Now when you now start capturing again only packets applicable to the tcp protocol filter are captured and displayed.
Wireshark provides a powerful filter language which not only allows you to narrow down the packets you want to capture but also to sort, follow or even compare their content. This section will only scratch the surface of what is possible with Wireshark so for the time being please consult the Wireshark Wiki for further information about creating filters.
It is a common mistake to believe that capture filters and display filters work the same way in Wireshark. While capture filters change the outcome of the capturing process, display filters can be applied to already running capturing processes to narrow down what to display.

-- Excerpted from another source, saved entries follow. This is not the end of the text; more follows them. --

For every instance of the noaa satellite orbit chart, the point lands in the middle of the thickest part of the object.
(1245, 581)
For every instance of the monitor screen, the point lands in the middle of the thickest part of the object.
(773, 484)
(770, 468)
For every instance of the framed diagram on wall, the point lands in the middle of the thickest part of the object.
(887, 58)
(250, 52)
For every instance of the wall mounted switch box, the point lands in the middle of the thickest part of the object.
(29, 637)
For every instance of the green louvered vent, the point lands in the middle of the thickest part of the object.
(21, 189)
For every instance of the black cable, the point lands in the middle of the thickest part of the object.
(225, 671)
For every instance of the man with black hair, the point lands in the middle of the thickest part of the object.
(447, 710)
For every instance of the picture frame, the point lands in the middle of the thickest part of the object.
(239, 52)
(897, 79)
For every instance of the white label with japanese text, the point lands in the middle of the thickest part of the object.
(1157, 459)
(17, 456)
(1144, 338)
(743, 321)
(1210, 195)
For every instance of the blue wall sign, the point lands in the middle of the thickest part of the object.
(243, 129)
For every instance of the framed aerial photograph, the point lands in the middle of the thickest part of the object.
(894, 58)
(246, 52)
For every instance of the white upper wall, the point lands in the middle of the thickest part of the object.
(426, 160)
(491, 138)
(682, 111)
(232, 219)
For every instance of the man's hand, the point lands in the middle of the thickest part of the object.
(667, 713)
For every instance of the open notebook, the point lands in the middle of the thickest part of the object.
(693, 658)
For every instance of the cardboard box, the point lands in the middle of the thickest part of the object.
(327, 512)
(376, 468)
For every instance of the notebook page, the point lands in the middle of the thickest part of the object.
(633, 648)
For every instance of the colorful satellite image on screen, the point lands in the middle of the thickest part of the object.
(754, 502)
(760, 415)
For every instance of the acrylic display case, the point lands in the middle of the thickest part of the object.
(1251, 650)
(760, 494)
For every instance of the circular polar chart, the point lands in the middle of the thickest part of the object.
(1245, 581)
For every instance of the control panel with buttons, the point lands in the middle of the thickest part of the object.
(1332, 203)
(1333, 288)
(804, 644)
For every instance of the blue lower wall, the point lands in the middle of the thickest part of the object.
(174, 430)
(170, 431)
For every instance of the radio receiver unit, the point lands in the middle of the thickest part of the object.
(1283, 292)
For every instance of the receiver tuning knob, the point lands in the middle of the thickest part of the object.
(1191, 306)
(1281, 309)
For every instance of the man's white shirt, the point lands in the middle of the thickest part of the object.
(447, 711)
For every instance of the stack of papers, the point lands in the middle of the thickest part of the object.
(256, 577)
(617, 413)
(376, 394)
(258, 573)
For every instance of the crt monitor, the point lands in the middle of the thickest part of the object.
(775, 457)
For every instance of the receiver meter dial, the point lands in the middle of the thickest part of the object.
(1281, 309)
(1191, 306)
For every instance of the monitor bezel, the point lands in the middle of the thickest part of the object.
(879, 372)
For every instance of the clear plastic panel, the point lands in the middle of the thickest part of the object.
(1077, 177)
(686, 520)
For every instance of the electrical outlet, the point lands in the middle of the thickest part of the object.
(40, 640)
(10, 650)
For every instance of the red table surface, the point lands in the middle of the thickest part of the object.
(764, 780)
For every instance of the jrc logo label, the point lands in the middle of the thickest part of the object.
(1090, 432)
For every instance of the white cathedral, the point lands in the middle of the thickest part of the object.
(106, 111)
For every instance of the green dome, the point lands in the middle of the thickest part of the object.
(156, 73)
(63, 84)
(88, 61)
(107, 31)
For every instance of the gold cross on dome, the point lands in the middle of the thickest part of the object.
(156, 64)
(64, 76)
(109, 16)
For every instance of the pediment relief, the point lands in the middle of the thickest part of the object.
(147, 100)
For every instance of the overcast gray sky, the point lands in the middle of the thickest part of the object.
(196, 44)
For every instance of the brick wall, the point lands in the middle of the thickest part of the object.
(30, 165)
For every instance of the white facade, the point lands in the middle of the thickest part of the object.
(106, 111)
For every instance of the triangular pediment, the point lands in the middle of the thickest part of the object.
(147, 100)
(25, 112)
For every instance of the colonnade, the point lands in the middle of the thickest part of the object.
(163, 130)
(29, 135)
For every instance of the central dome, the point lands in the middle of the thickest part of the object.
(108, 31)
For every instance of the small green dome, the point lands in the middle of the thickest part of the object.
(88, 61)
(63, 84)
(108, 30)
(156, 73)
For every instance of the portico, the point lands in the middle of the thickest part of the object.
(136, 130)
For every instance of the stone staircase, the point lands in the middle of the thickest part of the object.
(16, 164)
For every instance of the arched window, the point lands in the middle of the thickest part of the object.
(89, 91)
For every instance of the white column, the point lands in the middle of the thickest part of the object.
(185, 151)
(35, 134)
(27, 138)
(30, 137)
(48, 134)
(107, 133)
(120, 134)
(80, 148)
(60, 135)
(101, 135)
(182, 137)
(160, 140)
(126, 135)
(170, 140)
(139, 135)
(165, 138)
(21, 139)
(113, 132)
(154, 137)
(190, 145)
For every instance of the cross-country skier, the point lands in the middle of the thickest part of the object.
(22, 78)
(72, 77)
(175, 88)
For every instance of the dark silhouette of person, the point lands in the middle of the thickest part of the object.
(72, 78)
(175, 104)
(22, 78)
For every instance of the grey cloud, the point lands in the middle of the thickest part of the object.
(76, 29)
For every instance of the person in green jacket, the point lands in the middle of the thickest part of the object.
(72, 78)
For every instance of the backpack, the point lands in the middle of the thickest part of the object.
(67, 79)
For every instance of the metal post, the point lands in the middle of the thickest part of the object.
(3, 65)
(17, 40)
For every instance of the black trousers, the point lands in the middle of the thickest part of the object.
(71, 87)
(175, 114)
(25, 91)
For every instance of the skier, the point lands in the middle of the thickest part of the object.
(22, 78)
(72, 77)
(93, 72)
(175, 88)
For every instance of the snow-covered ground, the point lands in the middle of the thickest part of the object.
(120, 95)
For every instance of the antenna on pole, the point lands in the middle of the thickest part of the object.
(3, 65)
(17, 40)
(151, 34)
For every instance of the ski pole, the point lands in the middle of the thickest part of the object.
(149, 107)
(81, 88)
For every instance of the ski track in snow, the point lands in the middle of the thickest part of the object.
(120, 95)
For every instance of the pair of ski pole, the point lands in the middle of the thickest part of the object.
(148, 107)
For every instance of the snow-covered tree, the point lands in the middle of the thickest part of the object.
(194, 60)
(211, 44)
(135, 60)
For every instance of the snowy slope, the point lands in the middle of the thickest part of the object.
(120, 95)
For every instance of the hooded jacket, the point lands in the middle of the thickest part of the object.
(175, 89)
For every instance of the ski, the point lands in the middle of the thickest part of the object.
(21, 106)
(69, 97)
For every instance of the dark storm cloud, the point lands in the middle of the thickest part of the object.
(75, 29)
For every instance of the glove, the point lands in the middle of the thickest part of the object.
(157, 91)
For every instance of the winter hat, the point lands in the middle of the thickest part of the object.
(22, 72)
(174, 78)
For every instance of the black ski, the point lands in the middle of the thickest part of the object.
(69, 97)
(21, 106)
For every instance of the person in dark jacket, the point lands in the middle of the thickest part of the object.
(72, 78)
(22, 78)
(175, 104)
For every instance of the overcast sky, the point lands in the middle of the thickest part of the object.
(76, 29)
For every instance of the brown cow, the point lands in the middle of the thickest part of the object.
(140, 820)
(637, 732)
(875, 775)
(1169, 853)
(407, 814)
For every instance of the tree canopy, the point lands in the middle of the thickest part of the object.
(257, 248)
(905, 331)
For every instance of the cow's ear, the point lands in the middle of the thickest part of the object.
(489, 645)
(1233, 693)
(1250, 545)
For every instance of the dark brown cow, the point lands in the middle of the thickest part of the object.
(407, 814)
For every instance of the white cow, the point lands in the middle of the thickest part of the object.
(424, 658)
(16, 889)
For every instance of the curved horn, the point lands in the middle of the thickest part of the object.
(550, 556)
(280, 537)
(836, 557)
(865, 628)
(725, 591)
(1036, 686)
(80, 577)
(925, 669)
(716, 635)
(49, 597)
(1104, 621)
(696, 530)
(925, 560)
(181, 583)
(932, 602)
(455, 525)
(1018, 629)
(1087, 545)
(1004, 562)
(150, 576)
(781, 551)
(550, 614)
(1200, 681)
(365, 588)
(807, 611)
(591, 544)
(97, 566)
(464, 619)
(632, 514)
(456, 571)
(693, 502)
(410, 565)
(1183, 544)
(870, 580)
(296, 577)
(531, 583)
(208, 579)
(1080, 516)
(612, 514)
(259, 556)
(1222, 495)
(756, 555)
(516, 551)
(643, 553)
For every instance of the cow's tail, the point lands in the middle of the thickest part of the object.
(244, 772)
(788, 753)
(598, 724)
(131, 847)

Furthermore they use different filter language syntax.
To narrow down our captured data to only include packets from a certain ip range:
src net 192.168.2.0/24
Code-Sprache: YAML (yaml)
The same can be done to filter the already captured data in the main window:
ip.addr == 192.168.2.0/24
Code-Sprache: YAML (yaml)
To find exactly what you are looking for on your network you can concatenate different filters. If you want to capture packets from a certain host and port you can simply add both filters together:
host 192.168.2.100 and port 20
Code-Sprache: YAML (yaml)
You can specify data that you want to explicitly exclude:
host www.google.com and not (port 20 or port 80)
Code-Sprache: YAML (yaml)
This would only capture data from a certain host which is not transferred on port 20 or 80.
A standard example to see actual network traffic is to ping a host and collect the data.
Just run a capture and set the capture filter to the host you are going to ping (www.google.com would be a popular choice).
host www.google.com
Go ahead and start the capturing process. Without any connections to your host open the main window should stay empty for now.
Next open a terminal window and ping the host you specified in the capture filter. Within a few moments you should see the first packets.
Once you have captured some packets press the stop button.
After collecting data the user interface contains three main parts. Those being the packet list pane, the packet details pane and packet bytes pane.
On top is the packet list pane. This view displays a summary of all the captured packets. You can choose any of the packets by just selecting and the other two views will adapt to the selection. Go ahead and select any of the packets and notice how the other two views change.
The one in the middle is the packet details pane. It shows more details about the packets you select in the packet list pane.
On the bottom the packet bytes pane displays the actual data transferred in the packets.
Using these sections you can view the traffic and break it down for analysis.
Wireshark is a powerful network packet analyzer. It offers everything you need to capture, filter and view your local network traffic. After reading through this article you should have all the basic knowledge necessary to create and filter simple captures.